A novel research result is successful construction of samples [13]. Based on generated samples, we obtain the partition scheme  $h_i(i \in N)$  of every sample by means of mathematical statistics. Although we use a graph to denote every sample, the node in the graph is represented by the first part of  $T=\{X, H\}$ , where X represents program features, and H denotes the optimal partition scheme,

which are composed by five partition thresholds, namely *ULoTG*, *LLoTG*, *DDC*, *ULoSD*, *LLoSD*.

## 4 Implementation of AdapTPA

#### 4.1 Building of Complexity Calculation Model

There are many program features that affect thread partitioning, such as data dependency, control dependency, number of branches, number of basic blocks, number of average dynamic instructions, nesting level of loop structure, number of procedure calls, and so on.
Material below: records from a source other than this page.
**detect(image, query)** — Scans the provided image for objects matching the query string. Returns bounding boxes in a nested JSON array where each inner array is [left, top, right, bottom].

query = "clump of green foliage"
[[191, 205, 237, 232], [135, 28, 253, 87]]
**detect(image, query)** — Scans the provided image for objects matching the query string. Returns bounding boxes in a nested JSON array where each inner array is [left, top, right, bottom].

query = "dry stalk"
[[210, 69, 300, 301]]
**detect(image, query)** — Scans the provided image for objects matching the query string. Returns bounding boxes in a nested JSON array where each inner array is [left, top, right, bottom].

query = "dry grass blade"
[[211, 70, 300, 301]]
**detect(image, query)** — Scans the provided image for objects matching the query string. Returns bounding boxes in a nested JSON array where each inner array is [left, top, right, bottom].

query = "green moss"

The values of these features reflect the complexity of the program. Most of the existing thread partitioning methods can not fully consider the influence of program complexity on thread partitioning. Only the program features are selected as the input of the thread partitioning method. It is easy to cause the program features selected by different thread partitioning methods to be inconsistent, and the generated thread partitioning scheme is not accurate enough.
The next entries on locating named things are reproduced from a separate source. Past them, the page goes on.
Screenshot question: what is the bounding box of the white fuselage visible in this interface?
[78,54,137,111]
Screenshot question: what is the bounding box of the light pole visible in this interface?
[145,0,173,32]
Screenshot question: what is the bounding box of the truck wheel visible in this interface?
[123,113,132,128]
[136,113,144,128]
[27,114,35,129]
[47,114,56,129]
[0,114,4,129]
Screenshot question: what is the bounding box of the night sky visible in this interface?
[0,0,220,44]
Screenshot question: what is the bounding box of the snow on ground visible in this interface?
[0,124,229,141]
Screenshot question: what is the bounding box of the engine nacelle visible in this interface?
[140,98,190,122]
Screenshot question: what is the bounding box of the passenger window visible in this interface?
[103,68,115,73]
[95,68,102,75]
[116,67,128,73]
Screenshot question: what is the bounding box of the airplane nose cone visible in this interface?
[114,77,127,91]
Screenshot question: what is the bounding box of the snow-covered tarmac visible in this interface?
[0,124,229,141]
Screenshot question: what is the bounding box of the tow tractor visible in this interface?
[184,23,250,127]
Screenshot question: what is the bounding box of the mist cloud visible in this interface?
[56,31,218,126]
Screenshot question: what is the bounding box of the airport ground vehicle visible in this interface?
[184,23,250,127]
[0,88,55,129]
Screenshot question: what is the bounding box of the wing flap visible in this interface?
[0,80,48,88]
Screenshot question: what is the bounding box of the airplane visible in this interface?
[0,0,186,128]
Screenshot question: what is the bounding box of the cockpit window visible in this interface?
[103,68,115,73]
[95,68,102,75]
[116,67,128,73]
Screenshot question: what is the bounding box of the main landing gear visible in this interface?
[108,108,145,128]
In the proposed program's complexity calculation model, the formal expression is firstly constructed, and the CFG diagram of the program is constructed with the basic block as the analysis unit. The feature values obtained by the program analysis are added to the CFG diagrams in the form of annotations to form the weighted control flow (WCFG); based on probability statistics and graph traversal, the complexity (sub-complexity) of possible paths on WCFG is calculated; finally, the overall complexity of the program is obtained by integrating sub-complexities. Fig.3 shows the flow chart for program complexity calculation, and Table 3 shows the pseudocode of complexity calculation.
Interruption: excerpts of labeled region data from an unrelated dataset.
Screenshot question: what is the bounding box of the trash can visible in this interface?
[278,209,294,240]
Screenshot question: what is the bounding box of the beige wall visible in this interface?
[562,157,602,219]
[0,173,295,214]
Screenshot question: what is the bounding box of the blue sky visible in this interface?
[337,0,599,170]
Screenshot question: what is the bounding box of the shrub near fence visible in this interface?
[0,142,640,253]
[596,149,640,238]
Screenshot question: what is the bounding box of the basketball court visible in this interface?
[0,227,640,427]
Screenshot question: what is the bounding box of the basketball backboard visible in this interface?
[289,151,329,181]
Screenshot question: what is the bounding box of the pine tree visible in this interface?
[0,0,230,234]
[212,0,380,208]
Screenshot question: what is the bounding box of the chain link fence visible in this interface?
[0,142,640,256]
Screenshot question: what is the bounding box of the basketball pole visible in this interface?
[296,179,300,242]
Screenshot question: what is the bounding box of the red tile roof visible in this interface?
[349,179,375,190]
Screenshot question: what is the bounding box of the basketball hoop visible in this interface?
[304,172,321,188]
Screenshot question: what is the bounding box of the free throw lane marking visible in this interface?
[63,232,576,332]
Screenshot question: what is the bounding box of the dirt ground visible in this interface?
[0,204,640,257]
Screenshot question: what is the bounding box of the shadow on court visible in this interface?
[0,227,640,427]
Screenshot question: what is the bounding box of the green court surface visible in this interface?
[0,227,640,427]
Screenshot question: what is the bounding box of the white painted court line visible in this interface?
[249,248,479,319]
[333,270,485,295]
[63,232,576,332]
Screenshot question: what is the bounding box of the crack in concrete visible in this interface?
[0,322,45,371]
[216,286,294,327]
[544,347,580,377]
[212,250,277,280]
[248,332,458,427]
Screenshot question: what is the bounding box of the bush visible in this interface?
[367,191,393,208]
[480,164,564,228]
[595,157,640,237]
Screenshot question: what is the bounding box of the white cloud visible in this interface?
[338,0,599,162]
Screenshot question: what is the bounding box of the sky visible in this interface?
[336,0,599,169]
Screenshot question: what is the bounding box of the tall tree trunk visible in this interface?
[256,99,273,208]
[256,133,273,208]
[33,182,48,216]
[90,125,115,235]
In Fig.3, P represents the input irregular serial program, G(P) stands for WCFG,  $F1 \sim Fn$   $(n \in \mathbb{N})$  stand for program features, and  $f1() \sim fn()$   $(n \in \mathbb{N})$  stand for transfer function,  $Comp1() \sim Compn()$   $(n \in \mathbb{N})$  represent the complexity of each path, and Comp represents the total complexity of P. In the model, first, the unknown program P is formalized and converted into WCFG, i.e. G(P); Secondly, feature extraction is performed on each possible path (from the head node to the tail node) in G(P) respectively, using  $F1 \sim Fn$   $(n \in \mathbb{N})$ ; Thirdly, using the conversion function  $f1() \sim fn()(n \in \mathbb{N})$  to achieve the mapping of eigenvalues to complexity, for example, the complexity of basic blocks x is  $0.01 \times x$ , the complexity of loops y is  $0.2 \times y$ , etc; then, the complexity  $Comp1() \sim Compn()$  of each path in G(P) is calculated separately; Finally, for each path, the complexity is summarized to get the complexity of the program P.

#### 4.2 Building of Candidate Thread Partition Scheme Set

The candidate thread partitioning scheme set is constructed with the method of fusing program context and program features. Firstly, the initial candidate set



**Fig. 3.** Flow Diagram of Complexity Calculation. The graph P is firstly represented by G(P), the the complexity of different part of P is separately calculated, then aggregated into *Comp* 

Table 3. Computation of Complexity

| Input: irregular program P                                                                   |  |  |
|----------------------------------------------------------------------------------------------|--|--|
| Output: Complexity of program P                                                              |  |  |
| G(P) = formalize $(P);$                                                                      |  |  |
| Extract and express the characteristics of program's the $i_{th}$ possible path (possibility |  |  |
| $P_i$ in Fig.4) with F1~Fn;                                                                  |  |  |
| Set $f_1() \sim f_n()$ to be <i>n</i> transfer functions;                                    |  |  |
| Set $W_1 \sim W_n$ to be <i>n</i> weight parameters for $F_1 \sim F_n$ ;                     |  |  |
| Use function $Sub\_complexity(f_1, f_2, f_3,, f_n)$ to compute the complexity of every       |  |  |
| possible path;                                                                               |  |  |
| According to every Sub_complexity, compute the final complexity computation with             |  |  |
| function $Comp = Complexity(Sub\_complexity1,Sub\_complexity2,,Sub\_complexityn);$           |  |  |

is constructed based on the program features. Based on this, the program context parameter values are used to filter the initial candidate thread partitioning scheme set, so to generate the final scheme set. Fig.4 shows the construction process of the candidate thread partitioning scheme set.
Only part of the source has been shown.